Cry takes its viewers on an emotionally fraught and, at times, highly uncomfortable journey through the lives of a young couple, grieving for their child taken by stillbirth. The short lurches between startling, euphoric fantasy moments and those of sickening nightmare. As the viewer follows the traumatic and rocky emotional recovery of the father, Andrew, the viewer is presented with a film that has a technical approach, which is both stark and bold.
The colouring is like something out of a Sunday afternoon’s game of candy crush, the viewer experiencing Andrew and Ella’s domestic bliss, quite literally through rose-tinted lenses.
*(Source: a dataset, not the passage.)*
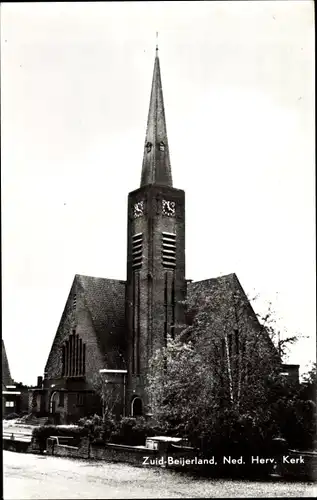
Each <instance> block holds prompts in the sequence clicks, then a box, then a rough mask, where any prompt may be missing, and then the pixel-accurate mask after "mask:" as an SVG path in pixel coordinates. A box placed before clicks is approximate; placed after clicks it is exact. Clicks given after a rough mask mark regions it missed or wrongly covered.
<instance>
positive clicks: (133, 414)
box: [131, 397, 143, 417]
mask: <svg viewBox="0 0 317 500" xmlns="http://www.w3.org/2000/svg"><path fill="white" fill-rule="evenodd" d="M131 415H132V417H141V415H143V405H142V399H141V398H139V397H135V398H133V400H132V402H131Z"/></svg>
After the death of their child however, the colour palette shifts to cold blues, driving home the grieving mother’s crushing depressive state. This rich colour scheme is mirrored in the sound design, which is best described as ‘sickeningly effective’. The score lilts along like it belongs to an episode of Teletubbies [UK, 1997-2001], and straddles the line of crossing over into poor-taste, without ever falling guilty of doing so.
Some really strong filmmaking nuances are exhibited midway through proceedings, when Andrew comes horrifyingly close to abducting another man’s child in a park, before holding himself back at the last moment. As Andrew runs away, we receive only fleeting, blurry, photographic images of the streets he passes. In his vulnerable emotional state, it is as if Andrew is barely able to compute and process the traumatic events that are unfurling around him. This approach is highly creative, and adds some well appreciated variety to the short.
Cry is a short that lays traumatic events and their emotional and psychological repercussions hauntingly bare. Frequently, it threatens to overplay itself, with moments that are borderline garish (for example the title card font) but, inevitably, at the last moment, it always manages to pull itself back, and deliver a story that is both blunt yet balanced.
‘Cry’ was part of the Official Selection and winner of an Audience Award at Short Focus Film Festival 2019.